Judging from what Ainge demonstrated in 2005, the speed of the game from his perspective must look like he's standing in the straight-away at the Indy 500. How much that's changed in a year is something we won't know until he's proven he can withstand pressure and consistently perform under big-time game conditions.

Cutcliffe can do some things to help Ainge gain early rhythm and more confidence i.e. maximum protection, shorter routes and reliance on an improved running game. However opponents, who have watched reams of video tape from 2005 will continue to test him with blitzes, stunts and by crowding the line of scrimmage. In other words, they will force Ainge to beat them.

Unfortunately, UT doesn't enjoy the type of overall talent advantage against the toughest opponents on the schedule that it did in the 90s. In order to win games against teams like California, Florida, Georgia and LSU, the Vols need a playmaker at quarterback, who can create scoring opportunities. That translates to making plays outside the pocket, turning busts into gains, buying time by avoiding pressure and setting a competitive tone for the team.
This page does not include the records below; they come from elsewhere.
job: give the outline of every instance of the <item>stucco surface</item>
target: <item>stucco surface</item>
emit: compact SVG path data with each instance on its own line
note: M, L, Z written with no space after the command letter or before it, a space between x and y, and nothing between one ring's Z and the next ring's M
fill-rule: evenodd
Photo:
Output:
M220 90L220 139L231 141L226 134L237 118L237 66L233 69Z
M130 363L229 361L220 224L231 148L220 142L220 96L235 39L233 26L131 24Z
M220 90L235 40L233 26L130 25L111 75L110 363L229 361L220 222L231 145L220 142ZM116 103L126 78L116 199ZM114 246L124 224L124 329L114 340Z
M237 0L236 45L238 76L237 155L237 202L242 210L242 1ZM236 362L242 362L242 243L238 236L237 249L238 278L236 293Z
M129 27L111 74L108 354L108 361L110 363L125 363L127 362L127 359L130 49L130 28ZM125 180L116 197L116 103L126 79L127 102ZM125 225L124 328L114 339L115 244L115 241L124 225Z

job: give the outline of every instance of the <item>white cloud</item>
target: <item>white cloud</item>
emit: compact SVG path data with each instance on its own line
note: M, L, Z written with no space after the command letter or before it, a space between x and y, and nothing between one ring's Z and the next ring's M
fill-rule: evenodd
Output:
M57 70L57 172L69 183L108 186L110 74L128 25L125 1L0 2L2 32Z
That might be more than a supremely confident and fully functional Ainge can deliver, and such an Ainge has yet to be seen. He had his moments as a freshman, but also had a pair of 1,000-yard rushers and a more talented offensive line. He rallied the Vols against Ole Miss on the road and handled the offense well in UT's upset of Georgia in Athens. However he had five turnovers against Auburn, including a fumble on his own goal-line. He struggled against Notre Dame and never seemed the same after suffering a shoulder injury on the final play of the first half that ended his season.
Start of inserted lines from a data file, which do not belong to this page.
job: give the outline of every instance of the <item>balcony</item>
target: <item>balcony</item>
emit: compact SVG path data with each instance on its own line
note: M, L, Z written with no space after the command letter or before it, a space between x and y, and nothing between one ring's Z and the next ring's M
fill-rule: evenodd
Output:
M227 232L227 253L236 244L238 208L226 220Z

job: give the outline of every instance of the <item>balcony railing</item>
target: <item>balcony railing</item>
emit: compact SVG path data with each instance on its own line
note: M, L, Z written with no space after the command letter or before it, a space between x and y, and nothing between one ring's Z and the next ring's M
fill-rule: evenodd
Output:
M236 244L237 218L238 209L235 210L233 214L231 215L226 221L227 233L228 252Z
That's why it's only natural to be suspicious of reports that Ainge has found his confidence and is ready to compete against the predatory defenses that populate the SEC. He lost his confidence in the tumult and maelstrom of gridiron warfare and he won't find it under the controlled conditions of a team scrimmage or in pedestrian passing drills. If you lost your car keys in Neyland Stadium would you expect to find them on lower Hudson?